The Tusculum Board of Mayor and Commissioners formally entered into a contract Monday night with the First Tennessee Development District to administer American Rescue Plan Act funds.

The City of Tusculum will receive up to about $721,000 in ARPA funds. The First Tennessee Development District will provide guidance on what projects the funds can be used for, Mayor Alan Corley said.

One project that has tentative approval is the upgrade of City Park Playground. Officials seek guidance on other projects, in particular construction of a new Tusculum Volunteer Fire Department station across the street from city hall on Alexander Street.

Officials seek guidance on several proposed projects, including construction of a new Tusculum Volunteer Fire Department station across the street from city hall on Alexander Street.

“There is going to be a lot of paperwork with it. We’ve got to make sure we purchase things that are approved,” Corley said. “They will make sure we do what we are supposed to do.”

The First Tennessee Development District provides local planning services to member governments, including the City of Tusculum

Corley said the city has received about $256,000 to date in ARPA funds, about one third-of the expected total. In a related move, commissioners approved a resolution to open deposit accounts for the fund at First Horizon Bank with Corley, Vice-Mayor Barbara Britton and city Recorder John Lamb as authorized signatories.
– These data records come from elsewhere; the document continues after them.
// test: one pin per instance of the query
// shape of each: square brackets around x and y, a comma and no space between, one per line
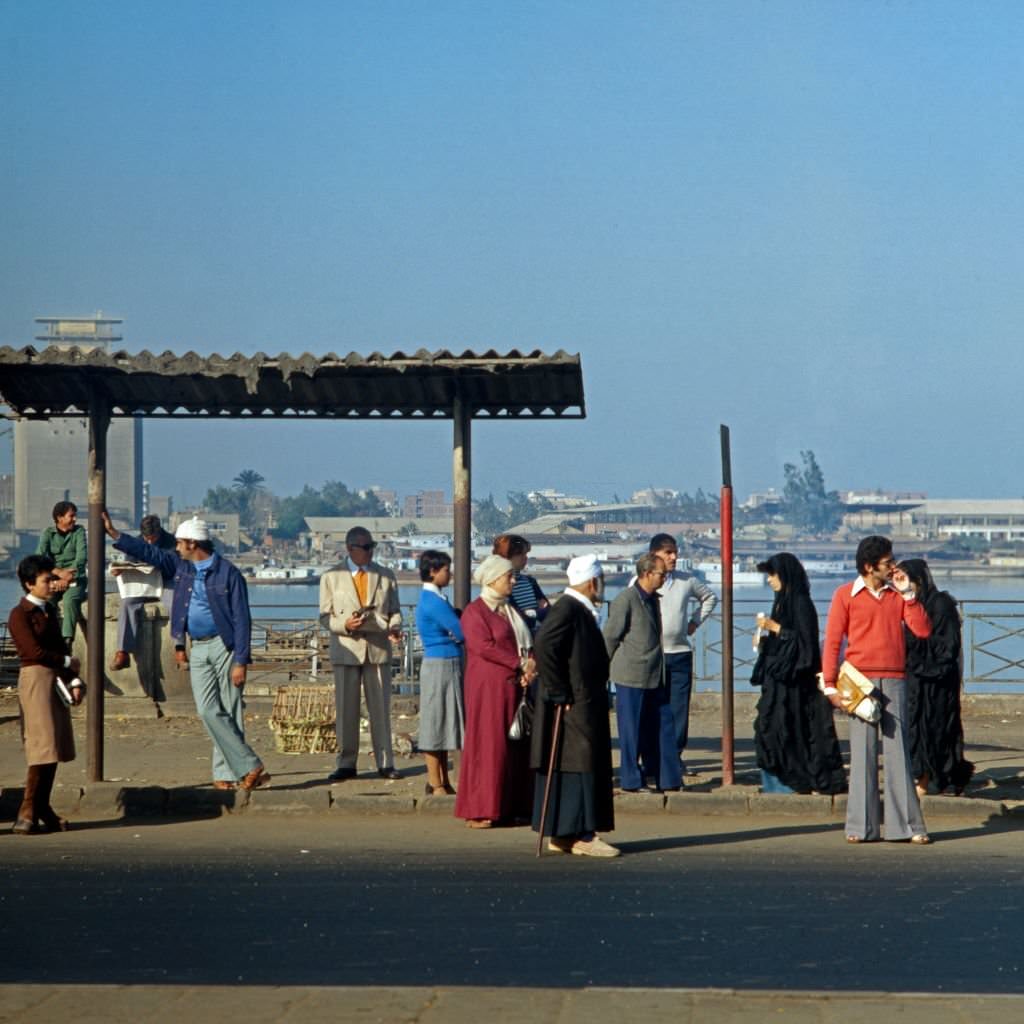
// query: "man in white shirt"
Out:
[678,626]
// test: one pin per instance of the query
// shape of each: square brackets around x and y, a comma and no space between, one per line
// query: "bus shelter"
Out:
[100,385]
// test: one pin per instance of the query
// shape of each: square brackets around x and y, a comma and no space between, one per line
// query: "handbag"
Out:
[522,721]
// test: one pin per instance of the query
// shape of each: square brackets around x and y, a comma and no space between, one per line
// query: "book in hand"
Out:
[68,692]
[856,692]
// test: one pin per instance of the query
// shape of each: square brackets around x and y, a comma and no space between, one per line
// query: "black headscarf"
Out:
[793,576]
[921,576]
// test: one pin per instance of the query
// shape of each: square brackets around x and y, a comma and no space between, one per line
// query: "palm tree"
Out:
[248,483]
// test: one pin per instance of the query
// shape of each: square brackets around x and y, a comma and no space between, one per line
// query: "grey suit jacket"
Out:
[339,601]
[633,639]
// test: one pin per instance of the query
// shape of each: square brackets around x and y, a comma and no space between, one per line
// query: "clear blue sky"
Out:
[801,219]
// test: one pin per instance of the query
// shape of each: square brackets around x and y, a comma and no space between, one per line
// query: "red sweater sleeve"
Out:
[836,629]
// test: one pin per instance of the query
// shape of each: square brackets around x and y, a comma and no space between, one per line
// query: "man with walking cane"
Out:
[571,739]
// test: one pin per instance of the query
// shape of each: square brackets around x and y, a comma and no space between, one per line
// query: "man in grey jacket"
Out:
[678,625]
[633,639]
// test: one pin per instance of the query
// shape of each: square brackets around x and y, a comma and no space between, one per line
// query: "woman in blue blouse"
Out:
[441,719]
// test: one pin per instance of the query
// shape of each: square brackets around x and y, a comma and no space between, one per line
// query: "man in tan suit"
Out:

The resolution specifies that two signatures are required for withdrawals.

ARPA funds are distributed through the state comptroller’s office to smaller municipalities like Tusculum.

At Monday night’s meeting, Corley reminded commissioners about a called meeting Tuesday afternoon at the Greene County Courthouse to form an industrial development board to jointly govern the anticipated granting by the state to the IDB of 336 acres of undeveloped property on land that is part of the former Greene Valley Developmental Center in Tusculum.

Officials from Tusculum, Greene County and the Town of Greeneville were to participate in Tuesday’s meeting. Three from each municipality will comprise a nine-member IDB governing board.

The state is expected to grant the undeveloped property on the Greene Valley site to the industrial development board after it is created.

“The first thing we have to do is get this legal entity in place,” Corley said. “That (nine-member) board will control what uses of the land (are decided).”

In other action, Corley said Tusculum University plans to install sidewalks and pedestrian crossings on sections of the university campus that have heavy foot traffic.

Corley, also a member of the Tusculum University Board of Trustees, spoke with university President Dr. Scott Hummel about the project. Areas where sidewalks will be installed include along the west end of Niswonger Commons along Shiloh Road, and in the area of the tennis courts on campus.

Students will be encouraged to use the sidewalks and also crosswalks on the campus. The project is being undertaken by the college, and the City of Tusculum has no direct involvement, Corley said.

The university plans to install the sidewalks while students are on holiday break, Corley said.

In other business, commissioners adopted an ordinance on second reading to rezone a nearly 5-acre tract at 513 Ball Road from M-1, general industrial, to R-2, classified as high density residential.

Property owner Linda Crawford and the developer of a proposed upscale townhouse complex there, Southbound Realty owner/broker Lindsey Cutshaw, received approval for the project in October from the Tusculum Planning Commission.

No one spoke at a public hearing before the second reading. The ordinance was approved by commissioners with the provision that the planning commission further look into the issue of split zoning in areas of the proposed development.

Crawford said the envisioned townhouse complex on the Ball Road location will be a benefit to the community.

“I think this will be a beautiful addition to the Tusculum area,” she said.

Commissioners Monday night also passed a resolution to adopt the 2018 International Building Code, 2018 International Residential Code, 2018 International Plumbing Code, 2018 International Fuel Gas Code, 2018 International Fire Code and 2018 International Energy Conservation Code.

Adoption of the codes “may be deemed necessary for the welfare of the residents and property owners of the City of Tusculum,” the resolution states.

“This is not doing anything different from what other counties or cities are doing,” Corley said.